Aujourd'hui Sonia est épuisée, désespérée: "En fait je crois qu’ils attendent que je fasse une dépression et que j'aille me rendre moi-même aux terroristes". Malgré toutes ces difficultés, cette précarité et cet avenir qu’elle voit sombre, une certitude: si c’était à refaire, elle n’hésiterait pas. "Même si aujourd'hui je vis mal, je vis dans la plus grande précarité, sincèrement, il vaut mieux vivre comme ça qu’avec la mort de personnes innocentes sur la conscience. Je préfère ma vie en ayant fait ce que j’ai fait que ma vie auparavant sans l’avoir fait".
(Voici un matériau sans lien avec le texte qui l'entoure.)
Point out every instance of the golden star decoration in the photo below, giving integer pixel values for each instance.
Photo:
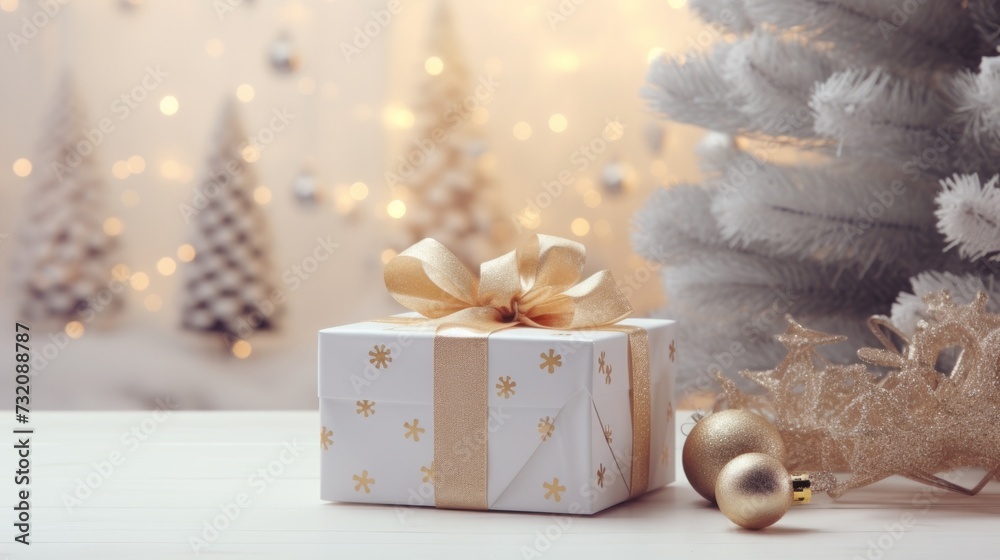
(554, 488)
(413, 430)
(551, 360)
(914, 421)
(363, 481)
(506, 387)
(380, 356)
(545, 427)
(366, 407)
(428, 473)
Depuis cette interview, et après appels au ministère de l'Intérieur, Sonia a touché une compensation financière censée faire la transition entre son ancien niveau de vie et sa vie actuelle. On lui a aussi promis qu'elle verrait un psychologue. Elle l'attend toujours à ce jour, tout comme ses nouveaux papiers d'identité. "Maintenant, que je sois dédommagée financièrement, physiquement ou moralement… Il va falloir que l’Etat me prenne en considération. Parce que sans gens comme moi, ils n'y arriveront pas. La preuve, Abaaoud était là et ils ne le savaient pas".